La mayoría de los accidentes laborales no ocurren por falta de normativa, sino por una brecha entre lo que dice el procedimiento y lo que efectivamente se hace en el día a día. Ahí es donde la capacitación cumple su rol más importante: no como un trámite formal, sino como la herramienta que traduce la política de seguridad de la empresa en hábitos concretos de trabajo.
Qué hace efectiva a una capacitación
- Estar diseñada para el puesto y el riesgo real de quien la recibe, no ser un contenido genérico.
- Incluir práctica: uso de EPP, simulacros, ejercicios con extintores, maniobras de manipulación de cargas.
- Repetirse en el tiempo, con actualización cuando cambia una tarea, un equipo o la normativa aplicable.

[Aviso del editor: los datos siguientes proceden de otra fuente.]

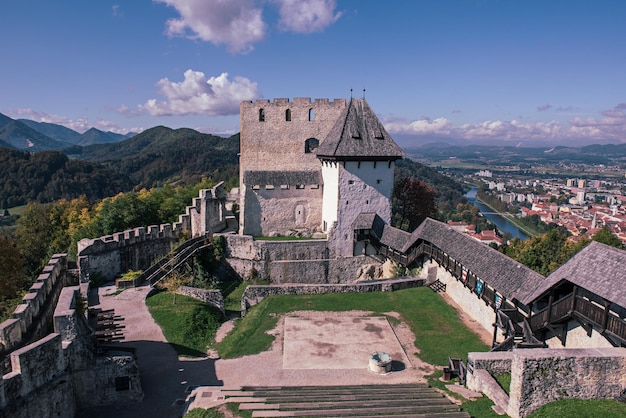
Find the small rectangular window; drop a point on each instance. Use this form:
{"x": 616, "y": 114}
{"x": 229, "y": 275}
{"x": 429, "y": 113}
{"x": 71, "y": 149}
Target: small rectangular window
{"x": 122, "y": 383}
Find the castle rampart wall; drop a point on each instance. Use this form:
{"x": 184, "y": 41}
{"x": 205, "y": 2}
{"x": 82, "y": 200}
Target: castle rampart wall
{"x": 540, "y": 376}
{"x": 33, "y": 316}
{"x": 139, "y": 248}
{"x": 255, "y": 294}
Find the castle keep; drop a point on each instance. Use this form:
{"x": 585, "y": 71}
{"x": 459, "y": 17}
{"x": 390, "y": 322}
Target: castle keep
{"x": 313, "y": 166}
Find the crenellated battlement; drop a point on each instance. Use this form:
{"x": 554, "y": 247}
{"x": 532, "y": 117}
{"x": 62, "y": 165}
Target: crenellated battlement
{"x": 297, "y": 101}
{"x": 138, "y": 248}
{"x": 29, "y": 318}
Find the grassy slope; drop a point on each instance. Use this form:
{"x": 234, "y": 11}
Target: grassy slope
{"x": 438, "y": 329}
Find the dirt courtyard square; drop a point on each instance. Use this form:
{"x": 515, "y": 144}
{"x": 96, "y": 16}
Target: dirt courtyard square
{"x": 338, "y": 342}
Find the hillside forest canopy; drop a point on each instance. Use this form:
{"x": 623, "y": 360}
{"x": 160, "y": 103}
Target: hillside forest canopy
{"x": 70, "y": 199}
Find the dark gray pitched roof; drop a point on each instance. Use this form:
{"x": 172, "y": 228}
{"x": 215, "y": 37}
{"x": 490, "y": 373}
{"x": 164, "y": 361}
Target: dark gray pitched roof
{"x": 599, "y": 268}
{"x": 282, "y": 177}
{"x": 358, "y": 135}
{"x": 510, "y": 278}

- Incluir a contratistas y personal temporario, no solo a la planta permanente.
De la teoría a la obra
Aspectos legales, uso y mantenimiento de EPP, teoría del fuego y ejercicios con extintores, trabajo en altura, primeros auxilios, planes de emergencia y simulacros ante sismo, robo o amenaza de bomba son parte de un programa de capacitación integral. A eso se suma hoy la actualización en ergonomía y manipulación manual de cargas, un punto que profundizamos en esta nota sobre la norma IRAM-ISO 11228-1.
Formar equipos de forma sostenida sigue siendo, comparativamente, una de las inversiones en prevención con mejor retorno: reduce accidentes, mejora el clima de trabajo y fortalece el cumplimiento normativo de la empresa.